C’est le plein développement de ces tendances socio-culturelles, qui a conduit à ce que les gens ordinaires, des gens qui répondent à l’appel d’autres gens comme eux  (et non pas à l’appel de leaders, ou de partis ou de syndicats), renversent  le régime Moubarak  en 2011 et puis  renversent le régime des Frères musulmans en 2013, qui, par leur comportement dogmatique et autoritaire, ont antagonisé l’évolution des mentalités en Egypte.

L’Egypte s’oriente aujourd’hui vers de nouvelles élections présidentielles, et le maréchal Abdel  Fattah Al Sissi est donné comme favori. Al-Sissi avait donné le dernier coup de boutoir qui a achevé les Frères Musulmans au mois de Juin dernier.  Mais il ne l’a pas fait sans s’être assuré une couverture populaire inédite (une marche de 14 millions de personnes selon le Time Magazine), et une couverture des institutions religieuses musulmanes et chrétiennes et de diverses institutions et partis politiques.

Depuis à tous les grands tournants politiques il a demandé  l’aval du peuple. Beaucoup plus que n’importe quel autre dirigeant arabe, le mot peuple revient fréquemment dans son discours. A ses côtés se profile Amr Moussa, l’ex-ministre des Affaires Etrangères, que Moubarak avait écarté. Homme libéral, Amr Moussa a présidé la commission qui a donné à l’Egypte une nouvelle constitution, sans doute l’une des plus modernes du monde Arabe tant du point de vue des libertés que des droits de la femme.

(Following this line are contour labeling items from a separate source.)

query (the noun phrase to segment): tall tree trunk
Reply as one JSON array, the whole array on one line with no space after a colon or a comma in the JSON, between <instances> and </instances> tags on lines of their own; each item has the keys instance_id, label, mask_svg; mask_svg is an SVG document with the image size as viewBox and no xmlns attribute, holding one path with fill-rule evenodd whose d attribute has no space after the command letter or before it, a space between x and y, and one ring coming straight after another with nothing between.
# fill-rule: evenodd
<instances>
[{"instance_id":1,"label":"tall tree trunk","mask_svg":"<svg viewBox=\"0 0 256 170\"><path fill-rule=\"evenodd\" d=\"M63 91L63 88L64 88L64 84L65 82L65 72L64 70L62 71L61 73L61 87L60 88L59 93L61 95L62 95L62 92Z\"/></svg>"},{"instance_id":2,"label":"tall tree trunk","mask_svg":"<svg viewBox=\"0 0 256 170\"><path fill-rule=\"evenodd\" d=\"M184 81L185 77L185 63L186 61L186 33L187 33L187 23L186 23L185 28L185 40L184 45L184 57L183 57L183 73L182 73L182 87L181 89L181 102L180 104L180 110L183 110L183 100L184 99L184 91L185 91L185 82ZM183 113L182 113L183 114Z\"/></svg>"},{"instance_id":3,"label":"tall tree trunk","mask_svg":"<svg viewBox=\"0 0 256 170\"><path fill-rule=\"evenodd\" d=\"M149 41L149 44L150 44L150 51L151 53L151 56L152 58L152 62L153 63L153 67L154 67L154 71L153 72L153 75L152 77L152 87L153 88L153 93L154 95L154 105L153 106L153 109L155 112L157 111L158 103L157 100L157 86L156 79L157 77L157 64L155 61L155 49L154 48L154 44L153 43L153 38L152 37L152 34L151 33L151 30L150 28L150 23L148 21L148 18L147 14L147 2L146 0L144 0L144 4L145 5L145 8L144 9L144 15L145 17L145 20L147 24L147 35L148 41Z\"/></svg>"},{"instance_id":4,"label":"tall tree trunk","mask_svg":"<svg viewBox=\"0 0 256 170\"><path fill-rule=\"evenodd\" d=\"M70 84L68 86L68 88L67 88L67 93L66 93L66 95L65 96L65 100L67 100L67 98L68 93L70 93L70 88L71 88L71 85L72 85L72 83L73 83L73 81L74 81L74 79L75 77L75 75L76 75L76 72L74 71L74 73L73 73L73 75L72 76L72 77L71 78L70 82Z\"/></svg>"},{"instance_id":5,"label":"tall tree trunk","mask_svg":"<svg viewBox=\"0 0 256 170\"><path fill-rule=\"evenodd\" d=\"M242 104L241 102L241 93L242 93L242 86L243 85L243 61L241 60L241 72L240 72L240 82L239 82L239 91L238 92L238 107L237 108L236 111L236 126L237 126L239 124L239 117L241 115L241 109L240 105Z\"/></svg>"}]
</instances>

Selon toute probabilité l’avenir de l’Egypte sera démocratique. Mais les risques de dérive autoritaire demeurent présents.  En effet les instituions égyptiennes ne sont pas familières avec la démocratie et il est à craindre que certaines habitudes passées ne reprennent le pas.  Il est à craindre aussi que  les actions terroristes qui se multiplient aujourd’hui  et qui ont visé récemment  un bus de touristes, ne conduisent pas à une politique plus restrictive des libertés.

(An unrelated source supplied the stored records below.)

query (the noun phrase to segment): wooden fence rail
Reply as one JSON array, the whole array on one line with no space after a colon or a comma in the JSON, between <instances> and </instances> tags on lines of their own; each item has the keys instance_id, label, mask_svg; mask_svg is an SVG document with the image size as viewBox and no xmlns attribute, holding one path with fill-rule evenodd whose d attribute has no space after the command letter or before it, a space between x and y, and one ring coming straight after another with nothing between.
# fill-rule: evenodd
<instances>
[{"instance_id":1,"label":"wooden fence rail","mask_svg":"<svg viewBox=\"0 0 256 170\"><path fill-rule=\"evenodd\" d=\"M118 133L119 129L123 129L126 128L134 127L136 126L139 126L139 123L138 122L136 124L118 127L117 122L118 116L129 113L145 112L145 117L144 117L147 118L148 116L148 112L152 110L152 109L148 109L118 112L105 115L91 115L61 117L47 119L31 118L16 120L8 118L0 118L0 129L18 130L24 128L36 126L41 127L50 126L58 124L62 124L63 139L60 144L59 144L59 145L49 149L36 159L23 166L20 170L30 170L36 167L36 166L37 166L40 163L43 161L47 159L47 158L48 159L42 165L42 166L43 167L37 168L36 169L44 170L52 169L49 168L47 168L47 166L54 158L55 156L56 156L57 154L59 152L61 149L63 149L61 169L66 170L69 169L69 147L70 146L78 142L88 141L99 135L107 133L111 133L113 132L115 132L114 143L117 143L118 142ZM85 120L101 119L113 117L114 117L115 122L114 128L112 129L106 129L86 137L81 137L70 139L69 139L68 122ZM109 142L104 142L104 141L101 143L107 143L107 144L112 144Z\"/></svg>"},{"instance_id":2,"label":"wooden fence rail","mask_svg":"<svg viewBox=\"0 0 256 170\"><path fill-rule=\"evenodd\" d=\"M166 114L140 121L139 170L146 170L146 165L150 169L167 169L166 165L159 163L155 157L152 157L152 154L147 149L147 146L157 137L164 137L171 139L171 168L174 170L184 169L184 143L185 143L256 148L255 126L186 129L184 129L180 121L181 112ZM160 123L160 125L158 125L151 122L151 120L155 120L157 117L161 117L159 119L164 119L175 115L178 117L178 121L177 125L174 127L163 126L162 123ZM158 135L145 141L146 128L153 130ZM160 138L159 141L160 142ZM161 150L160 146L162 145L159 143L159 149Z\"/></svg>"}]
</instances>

Selon le célèbre psychosociologue Stanley Milgram, réputé pour ses travaux sur l’autorité : « Ce n'est pas tant le genre de personne qu'un homme est, mais plutôt  le genre de situation dans laquelle il se trouve qui détermine comment il agira ».

Il faudra donc veiller à ce que « la situation » en Egypte ne dérape pas, conduisant du même coup à un dérapage des hommes.

L’Union Européenne s’est rendue compte du dérapage Libyen un peu tard. Elle vise aujourd’hui à  enrayer le processus par des programmes qui favorisent une « démocratie profonde ». Le point commun de ces programmes est de « promouvoir la transparence et la responsabilité des institutions et une société civile forte ». En même temps ils soutiennent  « la diversification de l'économie et la création d'emplois tout comme les partenariats avec les entreprises et les investisseurs ». Ne faudrait-il pas, à titre préventif,  penser à des programmes pareils en Egypte?